Using cRegulome

knitr::opts_chunk$set(message = FALSE, warning = FALSE, fig.align = 'center')


Transcription factors and microRNAs are important for regulating the gene expression in normal physiology and pathological conditions. Many bioinformatic tools were built to predict and identify transcription factors and microRNA targets and their role in development of diseases including cancers. The availability of public access high-throughput data allowed for data-driven discoveries and validations of these predictions. Here, we build on that kind of tools and integrative analyses to provide a tool to access, manage and visualize data from open source databases. cRegulome provides a programmatic access to the regulome (microRNA and transcription factor) correlations with target genes in cancer. The package obtains a local instance of Cistrome Cancer and miRCancerdb databases and provides objects and methods to interact with and visualize the correlation data.

Getting started

To get started with cRegulome, we show a very quick example.

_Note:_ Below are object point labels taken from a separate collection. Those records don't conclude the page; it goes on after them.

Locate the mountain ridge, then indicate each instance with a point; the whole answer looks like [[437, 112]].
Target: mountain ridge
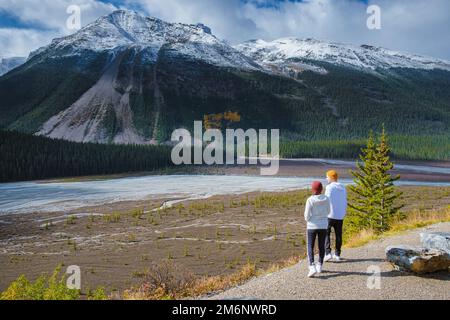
[[127, 79]]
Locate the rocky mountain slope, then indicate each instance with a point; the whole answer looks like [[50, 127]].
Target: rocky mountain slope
[[126, 78], [7, 64]]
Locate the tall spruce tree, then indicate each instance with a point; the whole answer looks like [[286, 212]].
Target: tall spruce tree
[[373, 198]]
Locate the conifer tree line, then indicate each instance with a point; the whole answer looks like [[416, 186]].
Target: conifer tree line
[[27, 157], [374, 200]]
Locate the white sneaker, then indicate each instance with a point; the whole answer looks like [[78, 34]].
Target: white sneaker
[[319, 268], [312, 271], [328, 257]]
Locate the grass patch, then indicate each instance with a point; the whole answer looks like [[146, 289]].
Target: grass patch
[[414, 220]]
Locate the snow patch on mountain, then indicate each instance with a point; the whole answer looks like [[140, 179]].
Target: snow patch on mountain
[[305, 52], [124, 29]]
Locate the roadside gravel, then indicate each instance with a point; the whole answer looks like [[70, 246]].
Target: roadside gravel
[[348, 279]]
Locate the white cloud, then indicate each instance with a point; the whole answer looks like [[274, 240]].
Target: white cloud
[[49, 17], [19, 42], [418, 26]]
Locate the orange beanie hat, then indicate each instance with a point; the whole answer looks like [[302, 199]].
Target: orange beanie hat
[[332, 174]]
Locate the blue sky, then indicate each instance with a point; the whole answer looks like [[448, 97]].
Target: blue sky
[[417, 26]]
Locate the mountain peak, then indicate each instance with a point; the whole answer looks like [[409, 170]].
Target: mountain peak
[[368, 57], [127, 28]]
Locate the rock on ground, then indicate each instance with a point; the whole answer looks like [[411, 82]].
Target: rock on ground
[[436, 240], [418, 260]]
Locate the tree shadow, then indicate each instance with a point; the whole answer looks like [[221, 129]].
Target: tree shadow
[[345, 260], [443, 275]]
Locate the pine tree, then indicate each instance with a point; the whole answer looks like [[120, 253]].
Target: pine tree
[[373, 197]]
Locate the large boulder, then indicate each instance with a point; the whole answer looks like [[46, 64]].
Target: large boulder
[[418, 260], [436, 240]]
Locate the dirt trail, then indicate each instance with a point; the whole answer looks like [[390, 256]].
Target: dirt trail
[[348, 279]]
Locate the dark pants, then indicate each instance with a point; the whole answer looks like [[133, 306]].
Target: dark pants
[[337, 226], [312, 235]]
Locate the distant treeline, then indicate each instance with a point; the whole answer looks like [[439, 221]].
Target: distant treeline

We first start by downloading a small test database file, make a simple query and convert the output to a cRegulome object to print and visualize.

# load required libraries
# download the db file when using it for the first time
destfile = paste(tempdir(), 'cRegulome.db.gz', sep = '/')
if(!file.exists(destfile)) {
    get_db(test = TRUE)

# connect to the db file
db_file = paste(tempdir(), 'cRegulome.db', sep = '/')
conn <- dbConnect(SQLite(), db_file)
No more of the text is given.